I agree with you. The thing with a lot of bass parts in pop, rock, metal, whatever, is they just stick to the root notes the guitar is playing, and you wouldn’t really notice if it was gone. Good bassists know how to walk around the frets, chuck in a few extra notes here and there, and add something to the song. It’s a strangely subconscious thing… those bass parts make a difference, and if they were gone, you’d notice… but when they are there, they don’t immediately or consciously stick out. They do make all the difference tho.
I generally hate show off bassists, ‘look how many notes I can slap in a second’. Primus and Mr Bungle are the exceptions… but clowns like Vic Wooten, for all their talent, don’t have an ounce of discretion or taste in their bodies.
The only show off bassist who could ever get away with it was Jaco Pastorius. Check out ‘Portrait of Tracy’ to see what I mean. I had never heard the bass played like that, or that beautifully, up until then.

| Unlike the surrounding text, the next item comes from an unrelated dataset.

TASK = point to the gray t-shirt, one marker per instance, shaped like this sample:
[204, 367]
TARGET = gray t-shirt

But anyway, I always thought that the bass lines in a lot of Ministry songs were repetitive and monotonous, so to speak. That is not a bad thing, but it always seems like it would be difficult to keep playing that over and over for 5 or 6 minutes. I guess after years of doing it, it’s no big deal, but I played bass for awhile and my fingers would start doing their own thing after awhile of something like that. So, I give Barker props for being able to do that. Doesn’t make him a musical genius or anything but it is something I could never do so it is what it is.
Strangely, all the basslines he used for Ministry and RevCo, and I mean, EVERY one was oddly hypnotic. I remember listening to No Devotion with my sister in the car and she goes ‘It goes on a bit, but… you want more of it, it’s sort of mesmerising’. She hit the nail on the head with that one.